Would that denial of a request on an expired medical mean anything to the airman? If would if it is counted and recorded as a denied application for a third class medical. If not, then it's not significant. The OP will need to consult with the FAA and with an aviation attorney to get an answer on that. Even then the answer from the FAA may still be "maybe" if they don't have some prior precedent and case law to work from. Feds cast in the legally trained the bureaucratic mold are generally speaking risk averse and their default response switch is safety wired in the least risk possible position.

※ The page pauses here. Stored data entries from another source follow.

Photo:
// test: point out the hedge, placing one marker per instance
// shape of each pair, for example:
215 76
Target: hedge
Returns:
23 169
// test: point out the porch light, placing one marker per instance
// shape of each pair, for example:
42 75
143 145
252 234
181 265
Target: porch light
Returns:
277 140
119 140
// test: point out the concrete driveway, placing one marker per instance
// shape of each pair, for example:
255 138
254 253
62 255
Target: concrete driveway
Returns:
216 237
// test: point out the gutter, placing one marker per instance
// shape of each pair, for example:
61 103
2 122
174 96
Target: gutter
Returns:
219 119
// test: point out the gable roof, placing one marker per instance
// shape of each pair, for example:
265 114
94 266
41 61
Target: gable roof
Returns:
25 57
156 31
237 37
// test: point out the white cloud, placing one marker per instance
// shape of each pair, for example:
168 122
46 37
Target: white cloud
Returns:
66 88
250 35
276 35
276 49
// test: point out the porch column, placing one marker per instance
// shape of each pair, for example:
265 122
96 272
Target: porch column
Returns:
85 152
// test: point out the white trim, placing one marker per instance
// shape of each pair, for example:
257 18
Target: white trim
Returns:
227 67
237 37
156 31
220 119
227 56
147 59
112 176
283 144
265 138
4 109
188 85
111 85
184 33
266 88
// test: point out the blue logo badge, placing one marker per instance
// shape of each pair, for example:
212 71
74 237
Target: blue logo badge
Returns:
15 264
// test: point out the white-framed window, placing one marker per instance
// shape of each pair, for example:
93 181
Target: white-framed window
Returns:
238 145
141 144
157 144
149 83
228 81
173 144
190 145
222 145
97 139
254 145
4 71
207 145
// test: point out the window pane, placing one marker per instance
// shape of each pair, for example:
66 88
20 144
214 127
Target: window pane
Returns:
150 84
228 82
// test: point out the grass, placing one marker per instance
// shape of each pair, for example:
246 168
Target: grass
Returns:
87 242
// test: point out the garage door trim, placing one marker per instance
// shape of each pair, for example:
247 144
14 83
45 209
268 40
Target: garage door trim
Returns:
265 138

That kind of mess gets created because the people who wrote the law, the regs and the sub regulatory guidance may not have been aware of or did not consider that this kind of thing could happen. Until the regs are re-written or sub regulatory guidance is written that creates a way to process this kind of misinformed request, it'll get treated as a new application, so it can be denied in a timely manner if no further action is taken. That inability to just ignore or return to sender an ill considered/misguided/inappropriate request is a negative and unintended outcome of laws requiring government accountability, internal controls, and performance requirements.
Unfortunately, not many federal employees are going to take the time or the risk to bump a request like this upstairs and make the argument that it is outside the scope of the law and should be treated as an exception. Trust me, advocating for that kind of realistic interpretation of law, reg, and guidance is not career enhancing, especially when the people up the chain of command are attorneys who know very little about the actual program and are much more concerned with performance measures based on timely adherence to process.
Then there is also the element of potential bureaucratic inertia. I don't know how the medical branch views Basic Med. They could see it as a big positive and a way to reduce workload, they could disagree with the whole idea see it as a threat to air safety or, particularly the folks higher up in the branch, they could see it as a threat to their kingdom by reducing the size, scope and authority of the branch. in either of the latter two cases, this request could be seen as an opportunity to dig into an airman's basic med cert and demonstrate that the process failed and that the airman operating under Basic Med, should not be flying.
In short, it's either being treated as an application in order to just deny the request (on what is an already expired certificate) get in the outbox within 60 days. Or alternatively, they are using it as a means to assess the quality of, or even disprove that Basic Med, as a concept, is working.